Под вечер прислали троих: автоматы дулом вниз, белые ленты. Кричали, чтобы мы сложили оружие, тогда нас отправят в специальный лагерь. Мы их обстреляли – в донесениях Штропа[1] я потом нашел эту сцену: они, парламентеры, с белым флагом, а мы, бандиты, открываем огонь. Правда, мы в них не попали, но это не важно.
– Как – не важно?
– Важно было другое: что мы стреляем. Это необходимо было показать. Не немцам. Они умели стрелять лучше. Мы должны были это показать другому, не немецкому миру. Люди считают, что когда стреляют – это высочайший героизм. Ну и мы стреляли.
– Почему вы назначили именно эту дату – девятнадцатое апреля?
– Не мы ее назначили. Немцы. В этот день должна была начаться ликвидация гетто. С арийской стороны нам сообщили, что немцы готовятся, уже окружили снаружи стены. Восемнадцатого вечером мы собрались у Анелевича, впятером, весь штаб. Я, наверно, был самый старший, мне исполнилось двадцать два, Анелевич моложе на год, всем пятерым вместе было сто десять лет.

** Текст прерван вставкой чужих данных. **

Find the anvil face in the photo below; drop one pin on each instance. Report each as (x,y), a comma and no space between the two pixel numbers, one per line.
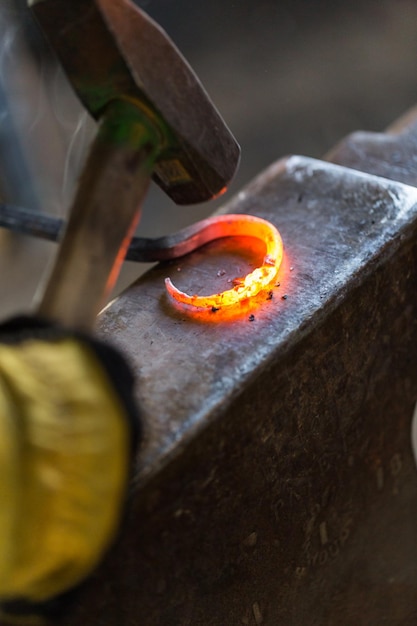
(277,484)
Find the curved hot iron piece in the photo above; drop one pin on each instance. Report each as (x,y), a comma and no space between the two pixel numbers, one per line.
(260,279)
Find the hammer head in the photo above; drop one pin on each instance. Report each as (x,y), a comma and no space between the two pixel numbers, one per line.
(110,49)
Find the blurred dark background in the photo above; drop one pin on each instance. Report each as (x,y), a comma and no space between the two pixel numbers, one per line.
(290,76)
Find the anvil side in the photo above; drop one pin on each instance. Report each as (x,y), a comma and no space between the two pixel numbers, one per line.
(277,483)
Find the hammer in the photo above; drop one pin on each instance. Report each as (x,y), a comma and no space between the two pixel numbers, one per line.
(155,120)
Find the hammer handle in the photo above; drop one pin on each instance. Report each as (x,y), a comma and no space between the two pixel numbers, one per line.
(103,217)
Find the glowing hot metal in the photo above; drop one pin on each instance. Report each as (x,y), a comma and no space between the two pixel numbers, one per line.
(255,282)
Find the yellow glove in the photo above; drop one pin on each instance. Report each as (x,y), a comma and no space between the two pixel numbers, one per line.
(65,453)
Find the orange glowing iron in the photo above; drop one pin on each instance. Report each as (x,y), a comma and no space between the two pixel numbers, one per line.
(252,284)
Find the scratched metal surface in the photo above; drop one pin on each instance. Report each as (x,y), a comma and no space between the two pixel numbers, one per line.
(276,484)
(188,370)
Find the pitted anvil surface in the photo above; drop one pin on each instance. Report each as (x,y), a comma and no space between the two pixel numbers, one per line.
(277,483)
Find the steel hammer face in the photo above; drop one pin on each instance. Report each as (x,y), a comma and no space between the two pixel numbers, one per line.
(111,50)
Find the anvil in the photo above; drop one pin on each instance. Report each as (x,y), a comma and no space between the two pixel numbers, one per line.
(277,483)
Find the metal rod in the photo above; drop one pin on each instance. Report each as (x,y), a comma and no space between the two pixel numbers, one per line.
(103,217)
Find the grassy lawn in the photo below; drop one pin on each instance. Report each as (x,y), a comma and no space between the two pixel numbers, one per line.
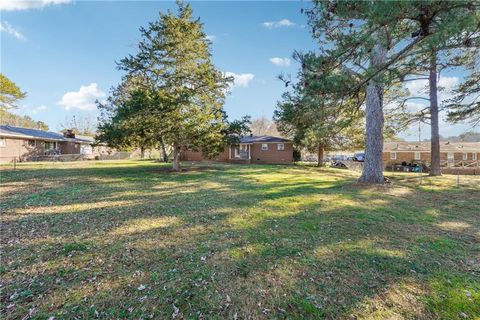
(124,239)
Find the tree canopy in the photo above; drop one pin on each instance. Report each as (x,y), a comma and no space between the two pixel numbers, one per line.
(10,93)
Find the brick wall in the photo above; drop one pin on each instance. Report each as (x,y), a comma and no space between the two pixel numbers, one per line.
(272,155)
(19,148)
(424,157)
(69,147)
(190,155)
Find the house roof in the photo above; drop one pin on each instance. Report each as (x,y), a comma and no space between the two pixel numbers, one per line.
(262,139)
(30,133)
(10,131)
(445,146)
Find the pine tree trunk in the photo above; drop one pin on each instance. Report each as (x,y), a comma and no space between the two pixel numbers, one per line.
(373,167)
(435,135)
(176,158)
(164,151)
(320,152)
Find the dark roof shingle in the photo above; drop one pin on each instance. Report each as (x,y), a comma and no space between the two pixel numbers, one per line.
(18,131)
(262,139)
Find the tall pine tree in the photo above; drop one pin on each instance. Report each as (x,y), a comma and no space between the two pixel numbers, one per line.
(187,90)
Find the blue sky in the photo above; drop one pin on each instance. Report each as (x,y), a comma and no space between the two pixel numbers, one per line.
(63,54)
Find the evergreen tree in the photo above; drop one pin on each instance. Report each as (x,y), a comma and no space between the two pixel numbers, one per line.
(465,106)
(372,43)
(10,93)
(318,122)
(185,89)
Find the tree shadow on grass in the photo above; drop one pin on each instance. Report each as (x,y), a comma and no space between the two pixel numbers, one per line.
(237,241)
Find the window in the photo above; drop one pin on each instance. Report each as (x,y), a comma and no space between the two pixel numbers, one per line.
(50,145)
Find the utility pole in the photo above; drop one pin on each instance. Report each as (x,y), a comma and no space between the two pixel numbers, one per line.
(419,131)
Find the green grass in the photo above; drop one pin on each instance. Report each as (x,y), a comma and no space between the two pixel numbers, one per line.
(125,239)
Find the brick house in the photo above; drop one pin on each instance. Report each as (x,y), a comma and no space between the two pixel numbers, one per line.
(452,154)
(251,149)
(25,144)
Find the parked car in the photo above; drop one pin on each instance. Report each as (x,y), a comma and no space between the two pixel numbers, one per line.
(359,157)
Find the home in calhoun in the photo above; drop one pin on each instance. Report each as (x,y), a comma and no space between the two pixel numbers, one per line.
(25,144)
(452,154)
(250,149)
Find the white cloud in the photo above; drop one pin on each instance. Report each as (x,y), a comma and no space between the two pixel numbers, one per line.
(240,80)
(9,29)
(12,5)
(278,24)
(83,99)
(211,37)
(38,109)
(281,62)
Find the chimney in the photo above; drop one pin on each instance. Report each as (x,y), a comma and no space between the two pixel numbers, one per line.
(69,134)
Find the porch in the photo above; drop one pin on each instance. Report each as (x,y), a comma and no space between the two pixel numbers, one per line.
(240,153)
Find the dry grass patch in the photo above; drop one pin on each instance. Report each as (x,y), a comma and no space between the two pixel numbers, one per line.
(119,240)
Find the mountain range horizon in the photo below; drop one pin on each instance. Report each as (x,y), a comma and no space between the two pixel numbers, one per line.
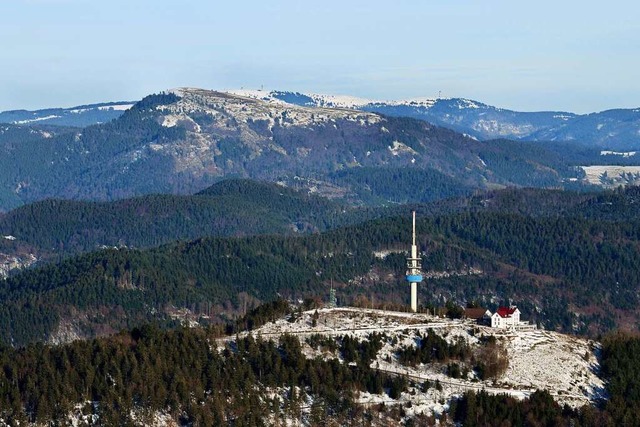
(342,95)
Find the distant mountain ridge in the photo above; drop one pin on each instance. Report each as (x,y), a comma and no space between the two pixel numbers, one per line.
(615,129)
(186,140)
(80,116)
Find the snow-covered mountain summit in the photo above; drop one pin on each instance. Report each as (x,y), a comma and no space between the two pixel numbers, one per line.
(613,129)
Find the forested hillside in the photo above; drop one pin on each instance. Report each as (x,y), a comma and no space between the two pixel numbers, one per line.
(194,376)
(230,208)
(183,142)
(558,270)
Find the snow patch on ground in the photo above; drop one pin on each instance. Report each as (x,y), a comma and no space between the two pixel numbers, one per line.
(618,153)
(398,148)
(538,359)
(37,119)
(612,176)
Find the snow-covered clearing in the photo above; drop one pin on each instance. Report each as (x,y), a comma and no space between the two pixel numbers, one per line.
(564,365)
(611,175)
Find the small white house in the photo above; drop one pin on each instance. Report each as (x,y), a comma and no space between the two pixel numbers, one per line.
(505,317)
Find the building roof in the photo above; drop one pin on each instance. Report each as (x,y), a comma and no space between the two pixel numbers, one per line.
(474,313)
(506,311)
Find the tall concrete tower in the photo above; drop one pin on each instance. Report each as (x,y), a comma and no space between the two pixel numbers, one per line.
(414,273)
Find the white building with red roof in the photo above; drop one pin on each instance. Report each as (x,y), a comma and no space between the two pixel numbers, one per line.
(506,317)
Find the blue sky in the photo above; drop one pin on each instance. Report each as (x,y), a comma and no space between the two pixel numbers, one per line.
(579,56)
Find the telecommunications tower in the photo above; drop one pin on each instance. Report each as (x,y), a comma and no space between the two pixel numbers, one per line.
(414,273)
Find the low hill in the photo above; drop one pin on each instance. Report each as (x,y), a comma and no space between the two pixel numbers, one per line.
(559,271)
(229,208)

Разговор там уже был короткий. «Ну так что?» – «Звонили из города. Анелевич берет на себя центральное гетто, заместители – Геллер и я – мастерские Тёббенса и фабрику щеток». – «Ну, до завтра», – разве что попрощались, чего никогда раньше не делали.
– Почему именно Анелевич возглавил штаб?
– Ему очень хотелось, вот мы его и выбрали. Ребяческие, конечно, амбиции, но парень он был толковый, начитанный, очень энергичный. До войны жил на Сольце. Его мать торговала рыбой; если не удавалось все продать, она посылала сына за красной краской и заставляла подкрашивать жабры, чтобы рыба выглядела свежей. Он был вечно голоден. Когда приехал к нам из Заглембья и мы дали ему поесть, прикрывал тарелку рукой, чтоб не отобрали.
В нем было много юношеского задора, горячности, только он никогда прежде не видел «акции». Не видел, как грузят людей в вагоны на Умшлагплац. А от такой штуки – когда на твоих глазах четыреста тысяч человек отправляют в газовые камеры – можно сломаться.
Девятнадцатого апреля мы не виделись. Встретились на следующий день. Перед нами был уже другой человек. Целина сказала мне: «Знаешь, это с ним случилось вчера. Сидел, твердил: мы все погибнем…» Один еще только раз оживился. Когда от аковцев[2] пришло сообщение: ждать в северной части гетто. Мы толком не знали, в чем дело, да и ничего из этого не вышло, парня, который туда пошел, сожгли на Милой, мы слышали, как он целый день кричал; думаешь, это еще может на кого-нибудь произвести впечатление – один сожженный парень вдобавок к четыремстам тысячам сожженных раньше?